Summary
In Pfeil v. Klein (1936), 247 App. Div. 510 [286 N.Y.S. 721, 722], a personal injury action, the court said: "Plaintiff gave no intimation of any claim of damage, beyond $3,000, until the case was fully tried and the jury had been charged, and then asked to amend the complaint so as to demand $20,000 damages.
Summary of this case from Sanguinetti v. Moore Dry Dock Co.Opinion
April 3, 1936.
Appeal from Supreme Court of Chautauqua County.
Clarence G. Pickard, for the appellant Offerle.
David L. Brunstrom, for the appellant Klein.

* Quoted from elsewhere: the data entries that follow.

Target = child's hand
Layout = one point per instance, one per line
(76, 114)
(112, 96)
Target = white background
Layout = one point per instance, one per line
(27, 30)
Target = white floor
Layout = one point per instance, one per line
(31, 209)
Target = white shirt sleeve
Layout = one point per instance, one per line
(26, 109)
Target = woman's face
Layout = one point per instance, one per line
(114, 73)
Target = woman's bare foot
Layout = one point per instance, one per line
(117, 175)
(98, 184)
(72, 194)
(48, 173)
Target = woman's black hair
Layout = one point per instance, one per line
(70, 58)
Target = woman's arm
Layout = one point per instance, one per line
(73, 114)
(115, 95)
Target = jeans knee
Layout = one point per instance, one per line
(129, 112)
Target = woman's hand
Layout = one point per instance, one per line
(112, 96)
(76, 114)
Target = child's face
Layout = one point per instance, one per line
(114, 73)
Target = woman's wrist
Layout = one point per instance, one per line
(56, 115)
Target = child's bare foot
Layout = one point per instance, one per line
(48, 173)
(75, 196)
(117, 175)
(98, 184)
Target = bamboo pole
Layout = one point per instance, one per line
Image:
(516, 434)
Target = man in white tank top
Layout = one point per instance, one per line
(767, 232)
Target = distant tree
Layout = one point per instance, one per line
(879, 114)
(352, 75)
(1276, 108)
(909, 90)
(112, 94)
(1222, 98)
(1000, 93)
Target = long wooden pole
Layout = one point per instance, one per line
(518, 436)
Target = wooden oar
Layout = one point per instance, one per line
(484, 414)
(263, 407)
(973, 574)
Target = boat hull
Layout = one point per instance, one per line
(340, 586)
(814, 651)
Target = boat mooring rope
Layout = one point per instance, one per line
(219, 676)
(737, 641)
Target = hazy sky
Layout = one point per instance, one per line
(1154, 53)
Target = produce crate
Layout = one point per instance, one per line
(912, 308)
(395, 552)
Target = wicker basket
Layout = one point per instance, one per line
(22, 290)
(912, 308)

McKinley L. Phillips [ James A. Hughes with him on the brief], for the respondent.
Present — SEARS, P.J., TAYLOR, EDGCOMB, THOMPSON and CROSBY, JJ.
Plaintiff's injury occurred December 17, 1933, and the action was started within a few days. The complaint is dated January 16, 1934, and alleges damages of $3,000, for which amount judgment is demanded. In response to a demand for a bill of particulars asking, among other things, for "a statement of any and all other items of every name, nature and description, claimed by plaintiff to contribute to his damage, in the sum of Three Thousand Dollars," plaintiff served a bill of particulars, dated March 9, 1934, making no further claim of damage. Trial was started nearly two years after the cause of action arose, after one mistrial had been due to the illness of a witness. Plaintiff gave no intimation of any claim of damage, beyond $3,000, until the case was fully tried and the jury had been charged, and then asked to amend the complaint so as to demand $20,000 damages. This motion was denied, and then the court granted a motion to conform the pleadings to the proof. The verdict was for $8,000.
The effect of the granting of the motion to conform the pleadings to the proof was to conform the pleading to whatever verdict the jury might find, and this occurring, as it did, in the presence of the jury, carried the implication that the court thought that the proof warranted a verdict larger than $3,000. This caused prejudice to defendants which requires a reversal. ( Sandresky v. Erie R.R. Co., 91 Misc. 67; affd., 171 App. Div. 975; Kenney v. South Shore Natural Gas Fuel Co., 126 id. 236.)
Had the verdict been $3,000 or less no harm would have been done. ( Blackwell v. Finlay, 233 N.Y. 361, 364; Walker v. Bradt, 225 App. Div. 415, 417.)
The judgment and order should be reversed on the law and facts and a new trial ordered, with costs to appellants to abide the event.
All concur.
Judgment and order reversed on the law and the facts and a new trial granted, with costs to the appellants to abide the event.